Golda (Olga) BancicGolda (Olga) Bancic
Born Chisinau, Romania
May 10, 1912
Olga was born to a large Jewish family living in the Bessarabia province when it was still part of the Russian Empire. In 1918 the province was annexed by Romania. When Olga was 12 years old, she was arrested for the first time for having participated in a strike at the mattress factory where she worked. Despite her youth, she was put in prison and beaten.

1933-39: Olga was an active and vocal member of the local workers' organization. She had been arrested and imprisoned so often that she simply considered it an occupational hazard. In 1938 she travelled to France where she worked with French leftists, helping to ferry arms to the Spanish Republicans in their fight against fascism. Just before the Germans invaded Poland in 1939, she gave birth to a little girl, Dolores.

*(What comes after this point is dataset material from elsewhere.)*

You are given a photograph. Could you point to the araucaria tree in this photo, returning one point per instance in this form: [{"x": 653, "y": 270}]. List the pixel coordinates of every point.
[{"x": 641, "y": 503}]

1940-44: France fell to the German army in 1940. Olga found a French family to keep her daughter safe, and joined the armed resistance group, Franc-Tireurs et Partisans, to fight the Germans. She assembled bombs and helped transport explosives used to derail German troop and supply trains. On November 6, 1943, she was arrested during a Gestapo roundup. She was tortured but revealed no information. Even after she was condemned to death, they continued to interrogate and torture her.

Olga was transferred to a prison in Stuttgart where she was re-tried and again condemned to death. On May 10, 1944, her 32nd birthday, Olga was beheaded.